There’s not necessarily a right or wrong answer here, but it’s important to understand exactly what data you are responsible for maintaining. One key data element where I’ve seen variance among vendors is Medicaid exclusion lists. Some vendors maintain and automatically update these lists for their clients, while others put the ownership on the covered entity to develop the exclusion list and make updates when needed, such as when a new plan is added. If your vendor requires you to keep your Medicaid exclusion list updated, they should be able to give you a clear answer on exactly what data you need to provide, how long will it take your vendor to make any change needed to your list and how often should you be checking if new plans are being added in the state(s).

Does your vendor provide 340B compliance and program management expertise?

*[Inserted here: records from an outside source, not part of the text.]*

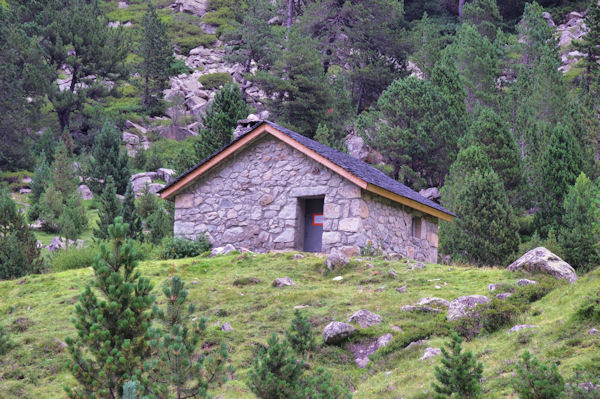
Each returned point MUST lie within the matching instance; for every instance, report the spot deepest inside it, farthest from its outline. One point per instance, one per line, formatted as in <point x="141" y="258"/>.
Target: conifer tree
<point x="490" y="132"/>
<point x="535" y="380"/>
<point x="112" y="321"/>
<point x="108" y="209"/>
<point x="460" y="373"/>
<point x="108" y="159"/>
<point x="276" y="372"/>
<point x="180" y="368"/>
<point x="590" y="43"/>
<point x="130" y="214"/>
<point x="19" y="254"/>
<point x="220" y="120"/>
<point x="157" y="52"/>
<point x="300" y="335"/>
<point x="579" y="234"/>
<point x="63" y="172"/>
<point x="560" y="166"/>
<point x="485" y="231"/>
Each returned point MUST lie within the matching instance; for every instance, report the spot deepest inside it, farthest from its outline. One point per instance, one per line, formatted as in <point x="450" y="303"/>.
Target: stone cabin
<point x="274" y="189"/>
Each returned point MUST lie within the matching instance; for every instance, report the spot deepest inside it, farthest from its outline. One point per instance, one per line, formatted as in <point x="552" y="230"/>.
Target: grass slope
<point x="44" y="305"/>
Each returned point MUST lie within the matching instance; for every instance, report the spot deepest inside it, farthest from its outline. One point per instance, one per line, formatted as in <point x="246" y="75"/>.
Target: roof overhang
<point x="264" y="128"/>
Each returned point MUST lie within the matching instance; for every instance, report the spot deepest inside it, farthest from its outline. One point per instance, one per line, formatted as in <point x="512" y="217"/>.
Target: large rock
<point x="365" y="319"/>
<point x="336" y="332"/>
<point x="463" y="306"/>
<point x="362" y="350"/>
<point x="283" y="282"/>
<point x="85" y="192"/>
<point x="541" y="260"/>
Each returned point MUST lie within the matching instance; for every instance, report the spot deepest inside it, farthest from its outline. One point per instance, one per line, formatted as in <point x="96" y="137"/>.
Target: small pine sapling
<point x="179" y="369"/>
<point x="112" y="321"/>
<point x="300" y="335"/>
<point x="535" y="380"/>
<point x="460" y="373"/>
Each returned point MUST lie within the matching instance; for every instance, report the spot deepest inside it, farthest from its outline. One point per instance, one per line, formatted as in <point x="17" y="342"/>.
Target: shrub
<point x="460" y="373"/>
<point x="214" y="80"/>
<point x="535" y="380"/>
<point x="177" y="248"/>
<point x="6" y="343"/>
<point x="73" y="258"/>
<point x="300" y="335"/>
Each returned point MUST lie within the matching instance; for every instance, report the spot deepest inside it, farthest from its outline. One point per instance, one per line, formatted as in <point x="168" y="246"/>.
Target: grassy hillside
<point x="38" y="310"/>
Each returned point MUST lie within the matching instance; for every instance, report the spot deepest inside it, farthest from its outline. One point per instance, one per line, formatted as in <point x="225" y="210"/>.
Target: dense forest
<point x="494" y="105"/>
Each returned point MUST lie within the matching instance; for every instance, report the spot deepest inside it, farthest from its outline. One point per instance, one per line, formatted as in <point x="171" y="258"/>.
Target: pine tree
<point x="412" y="135"/>
<point x="130" y="214"/>
<point x="108" y="159"/>
<point x="477" y="62"/>
<point x="560" y="166"/>
<point x="590" y="43"/>
<point x="276" y="372"/>
<point x="579" y="234"/>
<point x="73" y="219"/>
<point x="63" y="172"/>
<point x="222" y="115"/>
<point x="157" y="52"/>
<point x="108" y="209"/>
<point x="535" y="380"/>
<point x="19" y="254"/>
<point x="490" y="132"/>
<point x="485" y="231"/>
<point x="300" y="335"/>
<point x="112" y="322"/>
<point x="180" y="368"/>
<point x="484" y="15"/>
<point x="460" y="373"/>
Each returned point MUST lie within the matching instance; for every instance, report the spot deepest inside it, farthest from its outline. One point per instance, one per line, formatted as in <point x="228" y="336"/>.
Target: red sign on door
<point x="317" y="219"/>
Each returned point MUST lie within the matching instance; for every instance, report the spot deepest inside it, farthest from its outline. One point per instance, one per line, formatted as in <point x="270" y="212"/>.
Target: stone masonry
<point x="253" y="199"/>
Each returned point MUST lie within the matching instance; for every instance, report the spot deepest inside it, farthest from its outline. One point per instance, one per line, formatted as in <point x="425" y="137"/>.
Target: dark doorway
<point x="313" y="224"/>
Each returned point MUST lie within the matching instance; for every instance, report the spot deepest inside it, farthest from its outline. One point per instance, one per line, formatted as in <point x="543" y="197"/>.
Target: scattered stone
<point x="541" y="260"/>
<point x="85" y="192"/>
<point x="336" y="332"/>
<point x="283" y="282"/>
<point x="520" y="327"/>
<point x="222" y="250"/>
<point x="462" y="306"/>
<point x="336" y="260"/>
<point x="414" y="344"/>
<point x="362" y="350"/>
<point x="434" y="301"/>
<point x="523" y="282"/>
<point x="365" y="319"/>
<point x="425" y="309"/>
<point x="431" y="352"/>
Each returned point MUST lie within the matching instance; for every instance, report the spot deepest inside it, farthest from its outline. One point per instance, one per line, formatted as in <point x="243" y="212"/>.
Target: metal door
<point x="313" y="224"/>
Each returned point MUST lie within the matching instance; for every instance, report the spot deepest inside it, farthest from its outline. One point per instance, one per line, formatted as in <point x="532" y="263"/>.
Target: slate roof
<point x="355" y="166"/>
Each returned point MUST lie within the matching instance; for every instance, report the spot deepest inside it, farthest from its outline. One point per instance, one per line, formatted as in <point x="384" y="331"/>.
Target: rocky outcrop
<point x="283" y="282"/>
<point x="336" y="332"/>
<point x="362" y="350"/>
<point x="541" y="260"/>
<point x="463" y="306"/>
<point x="365" y="319"/>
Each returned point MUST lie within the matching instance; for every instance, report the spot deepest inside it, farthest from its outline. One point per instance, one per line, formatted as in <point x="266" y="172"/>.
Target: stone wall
<point x="253" y="200"/>
<point x="388" y="227"/>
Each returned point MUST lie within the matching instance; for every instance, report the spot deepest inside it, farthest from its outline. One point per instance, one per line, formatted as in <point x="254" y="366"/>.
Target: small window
<point x="416" y="227"/>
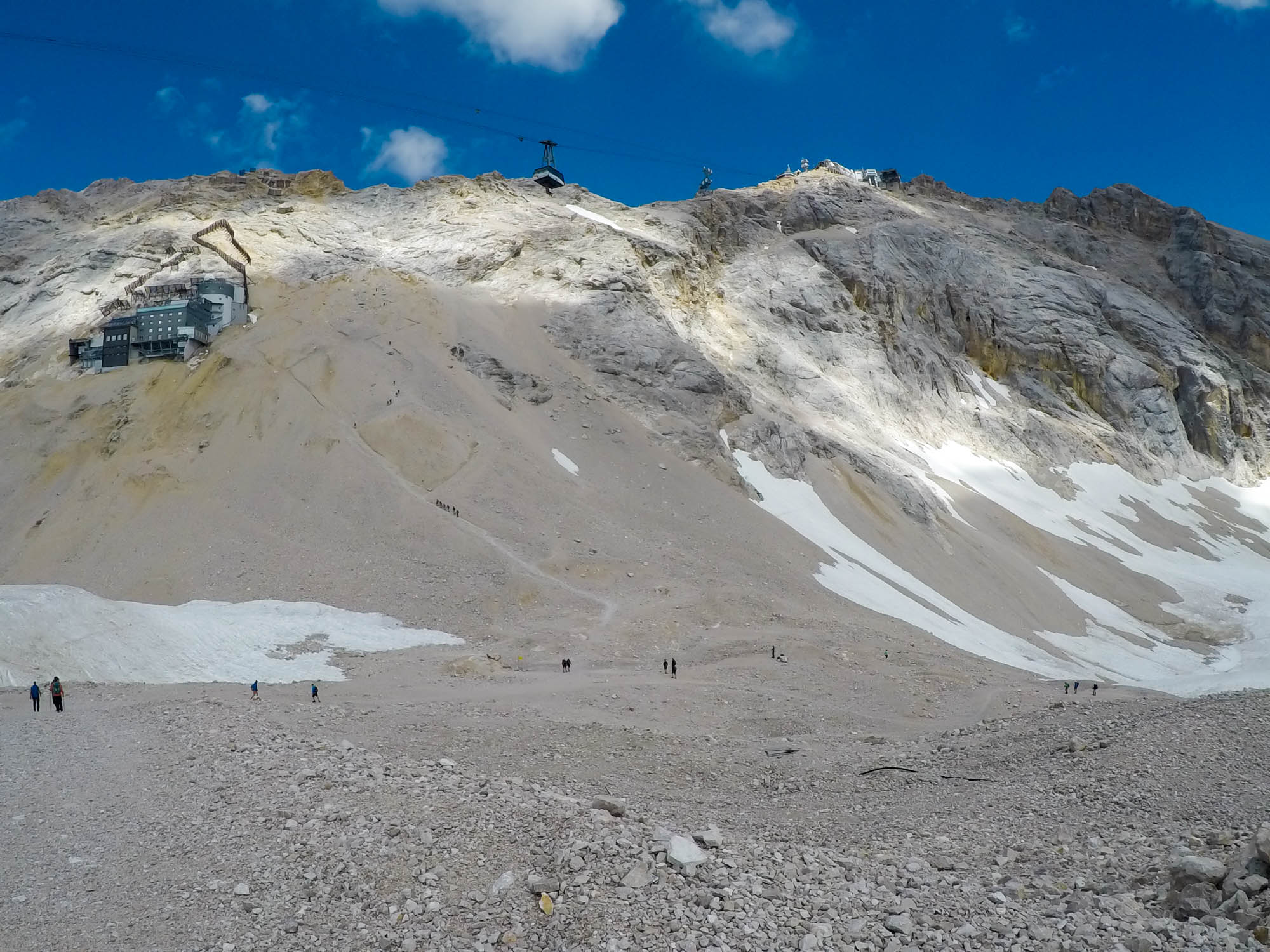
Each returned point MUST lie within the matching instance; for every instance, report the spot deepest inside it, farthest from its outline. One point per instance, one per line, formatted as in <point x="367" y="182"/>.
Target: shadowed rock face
<point x="844" y="317"/>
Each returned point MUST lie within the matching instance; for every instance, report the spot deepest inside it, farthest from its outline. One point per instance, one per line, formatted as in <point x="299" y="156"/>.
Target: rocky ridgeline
<point x="302" y="843"/>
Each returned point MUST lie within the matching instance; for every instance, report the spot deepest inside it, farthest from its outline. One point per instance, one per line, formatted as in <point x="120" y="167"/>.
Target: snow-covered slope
<point x="58" y="630"/>
<point x="1039" y="433"/>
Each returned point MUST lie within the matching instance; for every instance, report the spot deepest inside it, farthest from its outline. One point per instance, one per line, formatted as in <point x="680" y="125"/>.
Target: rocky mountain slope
<point x="1037" y="432"/>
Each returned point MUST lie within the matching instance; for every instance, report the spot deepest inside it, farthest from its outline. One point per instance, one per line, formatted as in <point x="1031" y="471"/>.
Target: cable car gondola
<point x="549" y="177"/>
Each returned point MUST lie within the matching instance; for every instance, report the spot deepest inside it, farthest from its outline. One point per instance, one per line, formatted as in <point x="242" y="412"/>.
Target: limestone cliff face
<point x="829" y="317"/>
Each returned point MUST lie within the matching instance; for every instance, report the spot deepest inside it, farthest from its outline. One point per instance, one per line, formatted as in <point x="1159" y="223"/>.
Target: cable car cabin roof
<point x="549" y="178"/>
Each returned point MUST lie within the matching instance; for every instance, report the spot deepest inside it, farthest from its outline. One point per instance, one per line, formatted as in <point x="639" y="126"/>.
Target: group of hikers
<point x="55" y="691"/>
<point x="313" y="692"/>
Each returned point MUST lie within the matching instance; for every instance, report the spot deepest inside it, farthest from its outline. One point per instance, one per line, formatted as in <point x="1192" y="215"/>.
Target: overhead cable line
<point x="300" y="83"/>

340B is a complex program with requirements that vary by entity type and state Medicaid rules, and no 340B solution should be one-size-fits-all. It is important for your vendor to be able to understand and assist you in navigating the nuances of the 340B program, and offer filters and configurations that you can apply in order to address your specific needs and requirements. All states have different regulations when it comes to using 340B drugs for Medicaid fee-for-service and Medicaid managed care patients. For example, New York requires covered entities who elect to use 340B drugs for Medicaid patients at retail contract pharmacies to use them for both Medicaid fee-for-service and Medicaid managed care patients. Your vendor should have experts available who can help you understand, navigate and properly address the requirements that apply to the states in which you are treating Medicaid patients.

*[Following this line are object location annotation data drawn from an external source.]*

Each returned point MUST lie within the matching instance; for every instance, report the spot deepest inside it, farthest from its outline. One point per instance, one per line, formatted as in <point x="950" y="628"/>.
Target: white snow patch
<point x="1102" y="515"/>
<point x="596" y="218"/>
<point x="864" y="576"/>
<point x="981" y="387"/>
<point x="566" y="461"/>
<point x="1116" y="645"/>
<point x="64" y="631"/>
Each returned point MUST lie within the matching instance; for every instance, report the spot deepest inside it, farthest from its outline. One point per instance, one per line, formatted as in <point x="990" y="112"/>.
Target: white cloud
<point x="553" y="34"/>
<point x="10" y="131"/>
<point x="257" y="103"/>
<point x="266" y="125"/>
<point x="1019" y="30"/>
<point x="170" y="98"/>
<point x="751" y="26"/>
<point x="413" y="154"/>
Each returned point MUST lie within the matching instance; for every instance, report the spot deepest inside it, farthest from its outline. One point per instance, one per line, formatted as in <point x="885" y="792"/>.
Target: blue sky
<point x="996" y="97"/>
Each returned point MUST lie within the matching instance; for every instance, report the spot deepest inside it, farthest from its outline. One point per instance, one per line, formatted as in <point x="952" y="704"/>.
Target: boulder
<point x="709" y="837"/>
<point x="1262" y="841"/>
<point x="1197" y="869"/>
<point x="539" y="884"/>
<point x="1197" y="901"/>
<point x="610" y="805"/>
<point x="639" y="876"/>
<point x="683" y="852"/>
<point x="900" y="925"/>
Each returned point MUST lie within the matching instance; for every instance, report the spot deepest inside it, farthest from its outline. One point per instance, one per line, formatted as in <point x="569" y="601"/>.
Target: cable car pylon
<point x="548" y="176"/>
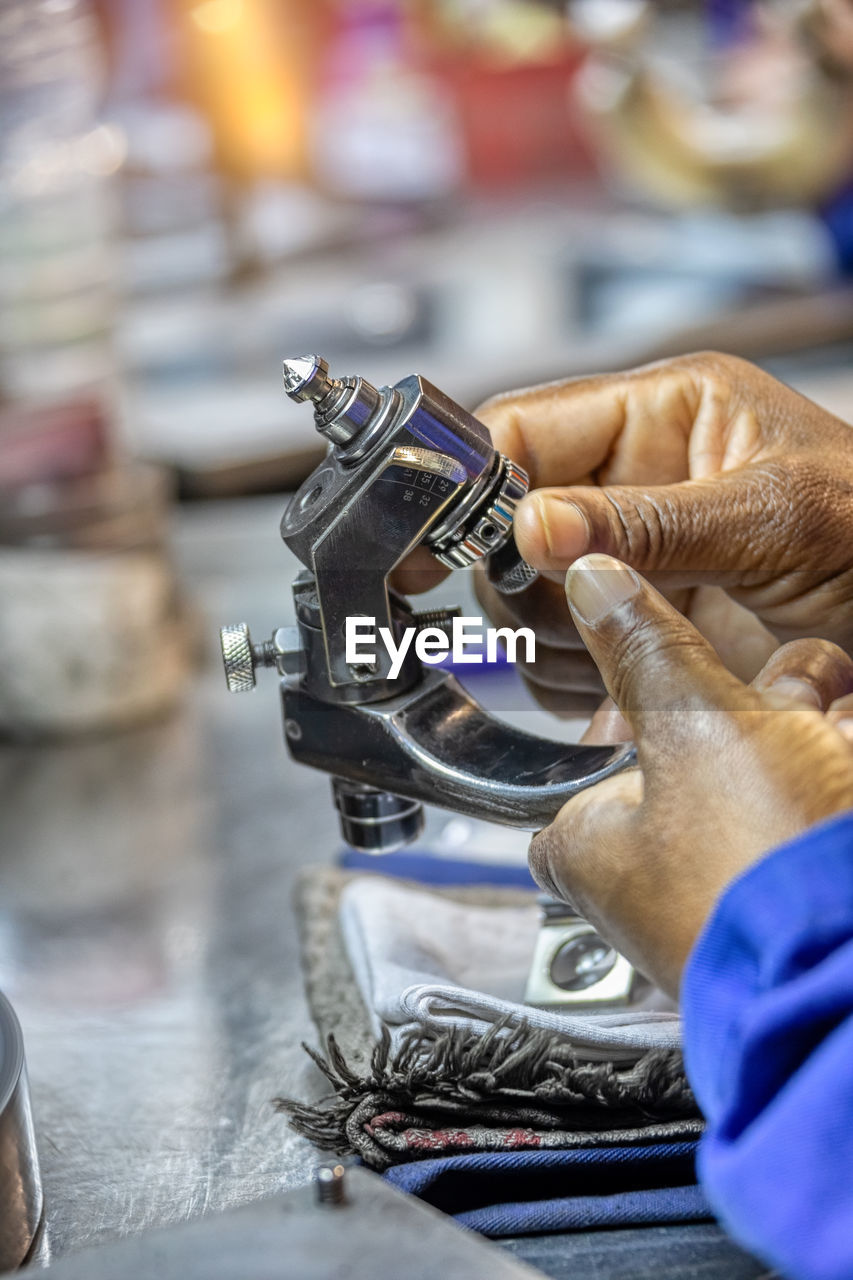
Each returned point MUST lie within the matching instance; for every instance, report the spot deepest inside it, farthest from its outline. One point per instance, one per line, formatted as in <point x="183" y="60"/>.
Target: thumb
<point x="703" y="530"/>
<point x="648" y="654"/>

Are data and reports easily accessible for audit purposes?
External auditors never want to hear “The information you’re looking for in our 340B solution somewhere, I just don’t know where to find it.” If you don’t know how to access your data, it might as well not exist from an auditor’s perspective. Be sure that your 340B vendor educates you how to navigate their application and access critical information about the payer, prescriber, pill and patient for each 340B prescription. You should be able to quickly and easily produce this information on demand. Some additional considerations to address: Does your vendor indicate the payer on 340B approved claims? Can you identify the bank identification number (BIN), processor control number (PCN) and group number on the claim and scrub the data against your Medicaid exclusion list to ensure claims are not going through that have these identifiers?

Many hospitals and health centers that participate in the 340B program would not be able to keep their doors open without the savings from 340B. While 340B program management does come with certain complexities, it is well worth the time and effort to work through them with your software vendor in order to capture eligible drug cost savings that you can use to expand care to your patients.